On January 29, the City of Hiroshima announced the results of its computer analysis of the Atomic Bomb Dome’s ability to withstand earthquakes. The A-bomb Dome, a World Heritage site located in downtown Hiroshima, is reportedly not in imminent danger of collapse in the event of an earthquake measuring a lower 6 on the Japanese 7-point seismic scale. But it has been discovered that some portions of the walls could be vulnerable if a tremor should strike. In April, samples will be collected by cutting into the walls. Based on a close examination of these samples, a decision will then be made whether thorough seismic retrofitting is required.

In fiscal 2007, the city carried out an investigation on the seismic resistance of the dome. Using the data obtained through that investigation, the first computer analysis of the structure was conducted from January to October 2012. For this analysis, three conditions were simulated: the Geiyo Earthquake of March 2001 (intensity of lower 5 on the Japanese scale); a strong earthquake that is likely to occur within 30 years (intensity of upper 5); and the maximum scale among those expected to occur in the city (intensity of lower 6).

It has been found that four areas not supported by beams may suffer stress in the event of an earthquake, resulting in cracks or other damage. However, since the dome endured the Geiyo Earthquake without incident, city officials believe that the epoxy resin injected into the walls during previous preservation efforts has been effective.

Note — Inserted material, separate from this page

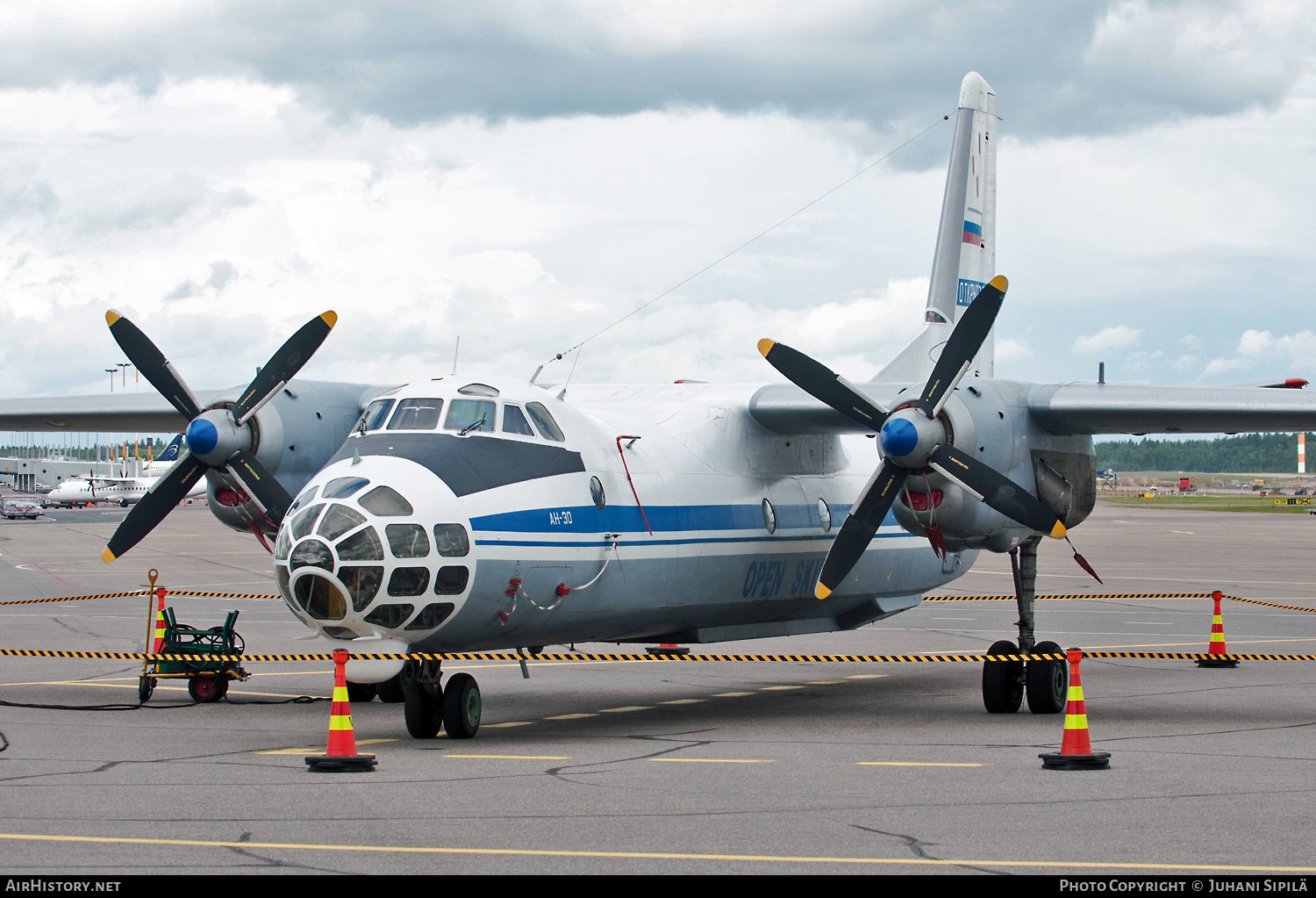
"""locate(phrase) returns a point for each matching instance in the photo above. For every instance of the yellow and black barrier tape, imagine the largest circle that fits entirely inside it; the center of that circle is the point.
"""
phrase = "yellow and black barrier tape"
(584, 656)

The city has decided that samples will be collected from the walls of the four areas in April, and the effects of the past preservation work will be evaluated by testing the strength of the bricks and the condition of the resin. Based on these findings, a decision will be made on whether full-scale measures to strengthen the dome are needed.

“For the time being, we needn’t be worried about the safety of the dome,” commented Hiroshima Mayor Kazumi Matsui. “But we do need to carry out detailed inspections to determine if reinforcement work is necessary. These inspections will be completed by the 70th anniversary of the atomic bombing.”

The A-bomb Dome was designated a historic site by the Japanese government in 1995, and in 1996, it was added to the list of UNESCO World Heritage sites. In fiscal 2005, the City of Hiroshima decided to defer a large-scale repair project and maintain the current state of the dome until at least the 100th anniversary of the bombing.